Tuning a biosensor to a specific operational range, in our case the range of lactate concentrations between healthy and cancerous levels, can be quite an experimental challenge. Therefore, we developed a mathematical model to characterise the system in two stages, first the lactate sensing-ability of the system was modelled using data from the lab, and then we combined it with a model based on data about a previously published CRISPR system and predicted how the system should be tuned in practice to our desired operational range.

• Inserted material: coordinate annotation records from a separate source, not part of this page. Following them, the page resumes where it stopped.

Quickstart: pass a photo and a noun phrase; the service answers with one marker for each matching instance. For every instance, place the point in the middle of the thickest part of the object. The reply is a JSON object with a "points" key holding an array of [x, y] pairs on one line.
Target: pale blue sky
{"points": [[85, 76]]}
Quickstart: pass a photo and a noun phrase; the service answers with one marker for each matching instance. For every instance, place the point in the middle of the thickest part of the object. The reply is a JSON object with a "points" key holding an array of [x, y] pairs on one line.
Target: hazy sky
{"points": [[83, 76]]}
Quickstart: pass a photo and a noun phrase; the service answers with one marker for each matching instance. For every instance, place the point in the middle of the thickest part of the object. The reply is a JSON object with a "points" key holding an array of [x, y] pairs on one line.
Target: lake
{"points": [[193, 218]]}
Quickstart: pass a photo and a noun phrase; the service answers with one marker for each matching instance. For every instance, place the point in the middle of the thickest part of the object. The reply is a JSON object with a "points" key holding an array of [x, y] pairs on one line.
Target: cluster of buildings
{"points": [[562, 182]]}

Specifically, with our model we can perform sensitivity analysis and test what happens when we change the parameters describing antisense and guide RNA and make an informed decision on our genetic circuit design. Sensitivity analysis has already been proven in the past to be a useful tool for predicting genetic circuit improvements [4].

Model explanation

Our model is based on ordinary differential equations, which describe the components of the system as they change over time. To construct the model, we first made a schematic in which we include all reactions and interactions that we thought possible for the initial biosensor constructed in the lab, which can be seen in Figure 2. For the biosensor including the CRISPRi-asRNA system we made the schematic in Figure 3.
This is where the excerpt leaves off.